Ein Rückschlag: Im November 2011 erfuhren wir von der Finanzkrise, mit der pbi Kolumbien konfrontiert war, und wir mussten 25 % des Budgets kürzen. Dafür definierten wir Kriterien, um zu entscheiden, was wir streichen können um unsere Arbeit am wenigsten zu beeinträchtigen. Wir priorisierten die reine Schutzbegleitung. Deshalb nahmen wir die ersten Kürzungen an unseren eigenen Gehältern, Stipendien und Sozialleistungen vor. Diese Selbstaufopferung und Solidarität stärkte unser Team während dieses schwierigen Prozesses.
Ein Durchbruch: In diesem Jahr (2012) eröffnen wir zum ersten Mal ein ständiges Büro in Cali (Valle de la Cauca). Wir hatten seit über zehn Jahren Anfragen von Organisationen im Südwesten Kolumbiens erhalten, mit der Bitte, ein Team zu gründen. Dieses Büro Realität werden zu lassen, war ein massiver Durchbruch, und ein Teil dieses Prozesses zu sein, hat mich sehr in meiner Arbeit motiviert.
Diejenigen aus Großbritannien, die unsere Arbeit kennen, sind wirklich sehr hilfsbereit.
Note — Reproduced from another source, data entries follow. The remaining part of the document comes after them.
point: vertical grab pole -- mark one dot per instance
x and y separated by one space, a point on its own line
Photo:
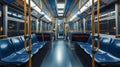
93 33
25 23
98 13
29 33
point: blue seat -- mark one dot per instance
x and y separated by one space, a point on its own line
36 45
88 49
8 53
18 45
112 54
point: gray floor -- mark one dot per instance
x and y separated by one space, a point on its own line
61 56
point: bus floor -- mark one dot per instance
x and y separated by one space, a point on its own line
61 53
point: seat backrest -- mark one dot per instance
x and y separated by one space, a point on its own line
115 48
6 48
105 43
34 38
17 43
90 40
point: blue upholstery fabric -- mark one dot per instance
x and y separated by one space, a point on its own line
5 48
8 54
115 48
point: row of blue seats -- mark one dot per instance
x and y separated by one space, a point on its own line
108 53
12 49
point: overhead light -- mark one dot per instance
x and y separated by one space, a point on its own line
47 18
60 5
34 6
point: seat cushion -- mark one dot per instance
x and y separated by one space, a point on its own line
16 58
105 58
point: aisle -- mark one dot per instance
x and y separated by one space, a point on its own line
61 56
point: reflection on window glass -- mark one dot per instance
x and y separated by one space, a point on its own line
15 13
107 27
1 20
15 28
88 24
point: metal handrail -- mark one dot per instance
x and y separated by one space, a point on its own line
29 34
93 33
98 13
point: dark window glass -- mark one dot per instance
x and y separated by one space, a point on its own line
1 20
88 24
15 28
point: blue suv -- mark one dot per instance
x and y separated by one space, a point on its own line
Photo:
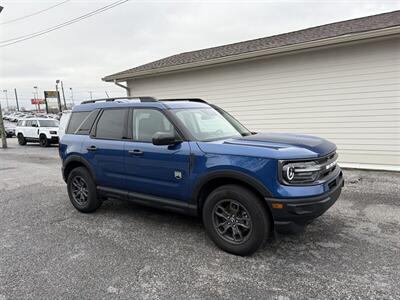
192 157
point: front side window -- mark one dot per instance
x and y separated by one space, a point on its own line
147 122
207 124
111 124
48 123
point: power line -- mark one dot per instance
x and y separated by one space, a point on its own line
34 14
61 25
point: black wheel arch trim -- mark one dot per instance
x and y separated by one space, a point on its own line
229 174
77 158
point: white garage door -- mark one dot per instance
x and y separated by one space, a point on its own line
350 95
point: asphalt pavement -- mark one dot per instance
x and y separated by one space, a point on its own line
48 250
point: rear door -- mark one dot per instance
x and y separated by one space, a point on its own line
104 147
158 170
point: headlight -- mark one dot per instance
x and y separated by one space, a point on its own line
307 172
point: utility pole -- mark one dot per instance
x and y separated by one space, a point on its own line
72 97
16 98
2 130
62 89
58 96
6 93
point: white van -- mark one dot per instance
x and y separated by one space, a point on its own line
42 130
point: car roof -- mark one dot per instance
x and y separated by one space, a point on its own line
136 102
37 119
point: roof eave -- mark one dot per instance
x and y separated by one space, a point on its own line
248 55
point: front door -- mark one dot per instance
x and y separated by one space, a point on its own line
158 170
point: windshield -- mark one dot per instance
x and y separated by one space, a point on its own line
207 124
48 123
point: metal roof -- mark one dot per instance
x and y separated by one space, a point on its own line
329 31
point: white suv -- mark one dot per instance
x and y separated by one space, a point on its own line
42 130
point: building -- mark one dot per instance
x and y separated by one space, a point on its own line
340 81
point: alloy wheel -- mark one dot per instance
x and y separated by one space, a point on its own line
80 191
232 221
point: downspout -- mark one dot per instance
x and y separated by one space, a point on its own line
128 90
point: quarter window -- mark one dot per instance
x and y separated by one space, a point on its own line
111 124
76 120
87 123
146 122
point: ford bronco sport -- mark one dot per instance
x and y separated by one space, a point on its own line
192 157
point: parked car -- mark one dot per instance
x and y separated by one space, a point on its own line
42 130
192 157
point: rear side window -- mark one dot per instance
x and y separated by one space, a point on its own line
111 124
76 120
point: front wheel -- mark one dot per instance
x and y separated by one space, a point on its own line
82 190
236 219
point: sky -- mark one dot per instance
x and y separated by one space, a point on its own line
138 32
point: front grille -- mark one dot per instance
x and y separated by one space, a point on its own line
313 171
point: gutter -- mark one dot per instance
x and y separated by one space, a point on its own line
266 52
128 90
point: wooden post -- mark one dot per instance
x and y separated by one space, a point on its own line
2 131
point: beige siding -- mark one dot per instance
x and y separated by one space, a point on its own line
350 95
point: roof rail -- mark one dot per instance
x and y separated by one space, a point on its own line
142 99
185 99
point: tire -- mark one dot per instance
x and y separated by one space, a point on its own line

Einer der Gründe, warum ich diese Auszeichnung als Menschenrechtsaktivist des Jahres erhalten habe, ist die großartige Unterstützung meiner lokalen Gemeinde in Exeter, Devon. Dort hatte ich zwei Veranstaltungen im Gemeindezentrum von Exeter organisiert, um den Menschen von der Arbeit von pbi zu erzählen. Viele Menschen haben sofort ein hohes Maß an Begeisterung und Interesse gezeigt, einige unterstützen uns, andere sind dem pbi „International Support Network“ beigetreten. Trotzdem müssen noch viel mehr Menschen von unserer Arbeit erfahren.
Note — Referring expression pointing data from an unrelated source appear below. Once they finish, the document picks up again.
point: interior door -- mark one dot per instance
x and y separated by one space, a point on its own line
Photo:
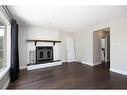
70 49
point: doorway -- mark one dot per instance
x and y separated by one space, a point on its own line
70 49
101 47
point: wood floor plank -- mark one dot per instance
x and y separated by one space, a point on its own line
70 76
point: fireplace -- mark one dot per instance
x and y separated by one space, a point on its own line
44 54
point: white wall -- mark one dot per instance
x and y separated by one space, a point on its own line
118 38
63 52
4 74
22 37
84 47
40 33
43 34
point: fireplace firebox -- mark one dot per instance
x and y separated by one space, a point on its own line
44 54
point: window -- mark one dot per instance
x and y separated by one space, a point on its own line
3 42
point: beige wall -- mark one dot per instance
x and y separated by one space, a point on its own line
118 38
62 37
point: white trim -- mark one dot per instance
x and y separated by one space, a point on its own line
6 84
3 72
118 71
87 63
38 66
64 61
23 67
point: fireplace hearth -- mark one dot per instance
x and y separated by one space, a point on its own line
44 54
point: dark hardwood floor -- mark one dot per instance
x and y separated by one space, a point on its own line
70 76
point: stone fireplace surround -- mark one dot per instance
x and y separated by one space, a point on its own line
32 53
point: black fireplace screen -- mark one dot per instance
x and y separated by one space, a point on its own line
44 54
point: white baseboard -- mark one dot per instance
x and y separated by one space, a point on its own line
87 63
118 71
22 67
6 84
38 66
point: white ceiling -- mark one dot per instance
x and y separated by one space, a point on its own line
66 18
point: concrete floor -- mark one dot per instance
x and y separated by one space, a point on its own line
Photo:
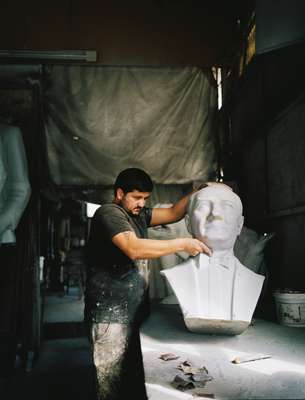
280 377
64 368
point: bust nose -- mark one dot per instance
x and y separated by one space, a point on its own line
215 211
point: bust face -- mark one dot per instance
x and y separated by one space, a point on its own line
215 216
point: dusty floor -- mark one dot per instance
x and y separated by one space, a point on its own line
64 368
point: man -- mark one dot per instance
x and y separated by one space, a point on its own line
217 294
116 291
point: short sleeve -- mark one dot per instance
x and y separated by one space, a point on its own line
147 214
112 220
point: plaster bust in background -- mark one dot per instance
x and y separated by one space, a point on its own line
217 294
14 183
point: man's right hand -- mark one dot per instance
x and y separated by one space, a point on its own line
194 246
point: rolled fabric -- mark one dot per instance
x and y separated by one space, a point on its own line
15 188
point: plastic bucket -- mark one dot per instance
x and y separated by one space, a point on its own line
290 308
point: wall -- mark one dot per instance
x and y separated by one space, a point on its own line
154 32
268 146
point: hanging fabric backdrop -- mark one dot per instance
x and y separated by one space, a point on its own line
100 120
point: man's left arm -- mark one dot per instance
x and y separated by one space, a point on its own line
164 216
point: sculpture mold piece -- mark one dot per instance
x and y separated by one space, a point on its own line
217 294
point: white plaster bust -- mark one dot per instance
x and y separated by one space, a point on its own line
217 294
14 183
Was denken die Menschen in Kolumbien über uns? Die Menschenrechts-verteidiger_innen, die wir begleiten, sind unendlich dankbar für die Begleitung und die internationale Solidarität mit ihren Fällen. Viele sagen, dass die Schutzbegleitung ihr Leben gerettet hat und auf einer persönlichen Ebene sind sie alle unglaublich gütige und fürsorgliche Persönlichkeiten, die ebenso auf uns aufpassen wie wir auch auf sie. Die gewöhnliche Bevölkerung ist zudem sehr stolz, dass Ausländer ihr Land besuchen, dort leben und arbeiten. Sie sind sich bewusst, dass Kolumbien einen ziemlich schlechten Ruf im Ausland hat und sind deshalb sehr daran interessiert, diese Ansicht zu ändern und uns alle positiven Wesenszüge Kolumbiens zu zeigen.
Die Zukunft? Die große Frage! Obwohl ich bald wieder in Großbritannien sein werde, gehe ich als Team-Sprecher für das ständige Büro in Cali/Medellín für weitere sechs Monate nach Bogotá, Kolumbien zurück. Ich freue mich darauf, dann aus einer nationalen Perspektive Einblick ins Projekt zu erhalten, im Gegensatz zur regionalen Perspektive, die ich bisher hatte. Was danach geschieht, weiß ich jetzt noch nicht. Ich würde gerne die Idee eines Buches zum 20. Geburtstag des pbi-Kolumbienprojekts vorantreiben. Auf jeden Fall will ich, wenn möglich, weiterhin zu den Menschenrechtsthemen in Kolumbien arbeiten, sei dies nun in Kolumbien oder anderswo.